The point I was attempting to allude to is that economics will drive efficiency more than anything else, and under conditions of very expensive oil, the value of driving a Hummer in terms of status will only increase because it will show that the person driving it has that much ability to be wasteful.
You'd need an entire shift-change in values for people to actually feel ashamed for driving one, and I honestly don't see that time coming without leadership and a media to reinforce the message.
That said, Hummers and similar vehicles are more symbolic of a problem than an actual problem in and of themselves.
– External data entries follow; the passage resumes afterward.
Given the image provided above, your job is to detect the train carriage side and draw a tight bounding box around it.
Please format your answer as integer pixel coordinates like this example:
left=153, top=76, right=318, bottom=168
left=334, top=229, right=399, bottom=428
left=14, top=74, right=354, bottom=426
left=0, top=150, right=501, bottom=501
And at $100/barrel, it really won't matter if there are still thousands of Hummers sold a year because economics simply forces most of us to be more efficient.
Most people accept that "Hummers and similar vehicles" are the reason US fleet mileage has declined in the last few years, rather than being simply "symbolic."
And people like James Woolsey are making the "shift-change in values".
... but at this point I think we can let the discussion rest. History will tell.
"Hummers and similar vehicles" means vehicles over 6,000 pounds which are exempt from fuel mileage and emissions requirements. They're wasteful, yes, but not a very large part of the national vehicle fleet.
I don't put Hummers in the category of a Ford Escape or Ford Ranger.
Poeple who own hummers have more then enough money to replace the engine and fuel system with anouther as soon as oil runs low. These people have 200k 300k 500k a year jobs and spend 25-100k a year on cars and driving because its the one time of the day they have at least somewhat to themsevles 10-12 times a week.
Fuel is the least of thier costs or cares.